Procedure Used To Impose Punitive Damages

The legal system does not fine those men and women that behave in ways that are legal but inappropriate and harmful. Still, it does not want to encourage the performance of such behavior. For that reason, the law has stipulated the issuance of punitive damages.

The amount of money called for in the punitive damages goes beyond compensation.

It is not supposed to help the plaintiff become whole again. It serves as a form of punishment. The defendant gets punished. The legal system has put certain restrictions on punitive damages. The amount of money requested must seem like a reasonable amount. Those restrictions were created so that members of the public would not feel inclined to make frivolous claims, when involved in a personal injury lawsuit.

The money received as punitive damages can be taxed.

The Injury Lawyer in Hamilton knows that the amount of that money exceeds the value for what was lost. For that reason, the punitive damages should be viewed as income. Because it is income, it can be taxed. The plaintiff does have some control over the size of the punitive damages. The plaintiff’s lawyer can ask that money that was meant for a different damage be increased, in exchange for a reduction in the punitive damages.

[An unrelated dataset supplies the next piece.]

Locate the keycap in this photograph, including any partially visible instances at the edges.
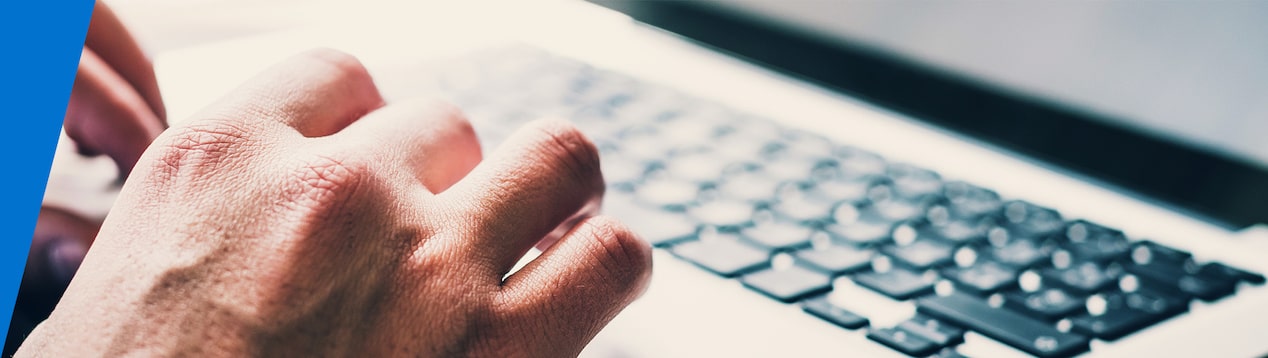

How do punitive damages placed on a poor defendant serve as a punishment, if that same defendant lacks the money to pay the demanded damages?

The legal system records the existence of that debt. The legal system then determines when money can be taken from funds going to the defendant, in order to pay that debt. Moreover, the defendant cannot escape the existence of that debt on the defendant’s record. As an example, take what happened recently, when the Congress passed a bill that would provide stimulus money to every taxpayer. At that time, one taxpayer that owed a sum of money to some person or group asked if those funds could be taken from his stimulus check.

That questioner was told that the funds would not be taken from that check, unless that questioner happened to be a man that was supposed to be making child support payments. The government had ruled that a man’s unpaid child support payments could be taken out of his stimulus check.

That example helps to illustrate the extent to which the government can, if it so desires, force the payment of punitive damages by a given defendant. In that way, the threat acts as a form of punishment. Understand that defendant has no way of knowing when, if ever, the government might decide that it is going to squeeze from the defendant every dollar that he or she then owes, as a result of the punitive damages.